On May 28, 1998, Pakistan conducted five nuclear tests and a sixth one two days later in response to Indian detonations. The tests had become a political imperative for Islamabad amid uneasy ties with its bigger neighbour. “We have settled the score,” then Pakistan PM Nawaz Sharif declared. And South Asia became a potential nuclear flashpoint.
The immediate trigger for the Pakistani nuclear tests were the Indian tests on May 11 and 13, 1998. Although matching India had become an existential need for Pakistan, defying American pressure to get there was no easy task. It was no secret that Pakistan had been pursuing nuclear capability after India’s first test in 1974. Chinese help for Pakistan’s nuclear programme was all too well known. But the Indian tests that spooked Washington in 1998 brought Pakistan under immense pressure against going nuclear. Karl F Inderfurth, who served as assistants secretary of state for South Asian affairs from 1997-2001, later wrote: “President (Bill) Clinton was on the phone with PM (Nawaz) Sharif on five separate occasions, making it very clear that he recognized that Pakistan would be under great pressure to test, but that Pakistan’s interests would be better served not to and that if it did not.”
Two nuclear-armed neighbours outside the NPT regime, their ties marked by constant strains, couldn’t move beyond the basics in building mutual confidence on the nuclear issue. The two countries annually exchange a list of their nuclear installations. India has a nuclear doctrine of no first use. It also declared a voluntary moratorium on testing. Pakistan’s nuclear doctrine resembles that of the US during the Cold War: if the integrity of the country is being threatened, it reserves the right to use nuclear weapons. If the US was talking about the conventional superiority of Russia (then Soviet Union), Pakistan was taking about India’s. But Pakistan couldn’t establish its credibility when it came to non-proliferation. The father of its nuclear programme, AQ Khan, was found by the Americans of being involved in an illegal network that sent bomb-making designs and equipment to at least three countries. Although Pakistan achieved nuclear parity with India, its hope of getting a seat at the nuclear high table remains a very distant dream.
In a span of two weeks, the two South Asian countries and bitter rivals had tested nuclear devices . In the case of Pakistan, the US was willing to offer many sops, which included lifting sanctions that had been clamped for its pursuit of nuclear weapons; that would have led to larger economic assistance and a more profitable military relationship. In 1985, the US Congress adopted an amendment proposed by senator Larry Pressler to the Foreign Assistance Act of 1961, banning economic and military assistance to Pakistan unless the US President could certify annually that Islamabad did not possess a nuclear weapon and that US aid would help reduce the risk of Pakistan possessing one. As expected, international condemnation followed the tests, with the United Nations Security Council passing a resolution against them; pressure mounted on both India and Pakistan to sign the Nuclear Non-Proliferation Treaty (NPT). US sanctions kicked in. But Pakistan had been the most trusted ally of the US in South Asia for long. Strobe Talbot, the US interlocutor with India, was also dealing with Pakistan.

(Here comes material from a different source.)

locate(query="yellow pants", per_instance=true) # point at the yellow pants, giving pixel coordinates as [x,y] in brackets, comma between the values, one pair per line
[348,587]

9/11 was a watershed for Pakistan too. As he prepared for the war against terror, exercising the authority vested on him by the US Congress in 1999, on September 22, 2001 President George W. Bush lifted sanctions imposed on India and Pakistan for their 1998 nuclear tests. The president also removed other sanctions related to Pakistan’s development of nuclear weapons. State department spokesman Richard Boucher said, “We intend to support those who support us. We intend to work with those governments that work with us in this fight (against terrorism).”